トヨタ自動車とNTTは、自動運転技術向けのAI半導体の共同開発で基本合意した。2028年の実用化を目指し、両社が持つ技術や知見を結集し、次世代の車載半導体の実現を図る。
協業の背景と狙い
自動運転技術の高度化には、膨大なデータをリアルタイムで処理する高性能な半導体が不可欠となる。トヨタは車両制御や安全技術で豊富な実績を持ち、NTTはAIや光通信技術で強みを発揮する。両社はそれぞれの技術を融合させることで、消費電力あたりの性能を大幅に向上させた専用半導体の開発を目指す。

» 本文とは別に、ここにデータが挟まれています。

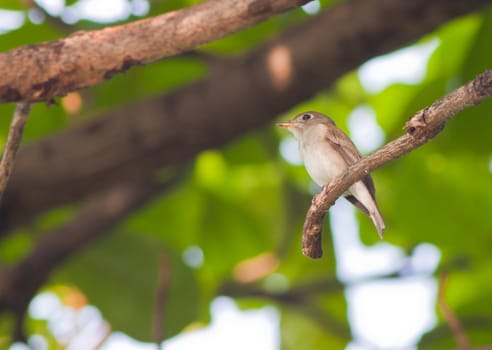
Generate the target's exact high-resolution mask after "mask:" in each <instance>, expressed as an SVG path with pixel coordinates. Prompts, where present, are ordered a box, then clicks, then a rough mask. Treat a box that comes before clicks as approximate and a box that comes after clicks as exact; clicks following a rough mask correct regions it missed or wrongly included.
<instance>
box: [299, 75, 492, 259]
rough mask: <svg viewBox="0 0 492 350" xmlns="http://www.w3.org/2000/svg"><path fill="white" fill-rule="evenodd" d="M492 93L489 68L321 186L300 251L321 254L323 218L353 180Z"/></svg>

今回の協業は、自動運転の実用化に向けた技術的課題の解決が目的だ。特に、AIによる画像認識や判断処理を高速かつ低消費電力で行う半導体の開発が焦点となる。
2028年の実用化目標
両社は2028年までに、開発した半導体を搭載した自動運転システムの実用化を目標に掲げる。これにより、より安全で効率的な自動運転の実現を目指す。トヨタは自動運転技術の開発を加速させるため、外部との協業を積極的に進めており、NTTとの連携もその一環と位置づけている。
NTTは「IOWN(Innovative Optical and Wireless Network)」構想の下、光電融合技術など次世代通信基盤の開発を進めており、今回の半導体開発にもその知見が生かされる見通しだ。
業界への影響
自動運転向け半導体市場は、米エヌビディアやインテルなど海外企業が先行する中、日本の自動車メーカーと通信大手が連携することで、国内の半導体産業の競争力強化につながると期待される。トヨタとNTTの協業は、自動運転技術の開発競争に新たな局面をもたらす可能性がある。
自動運転の実用化には、半導体だけでなく、センサーやソフトウェア、通信インフラなど多岐にわたる技術の統合が必要となる。トヨタとNTTは、それぞれの強みを生かしながら、自動運転エコシステムの構築を目指す方針だ。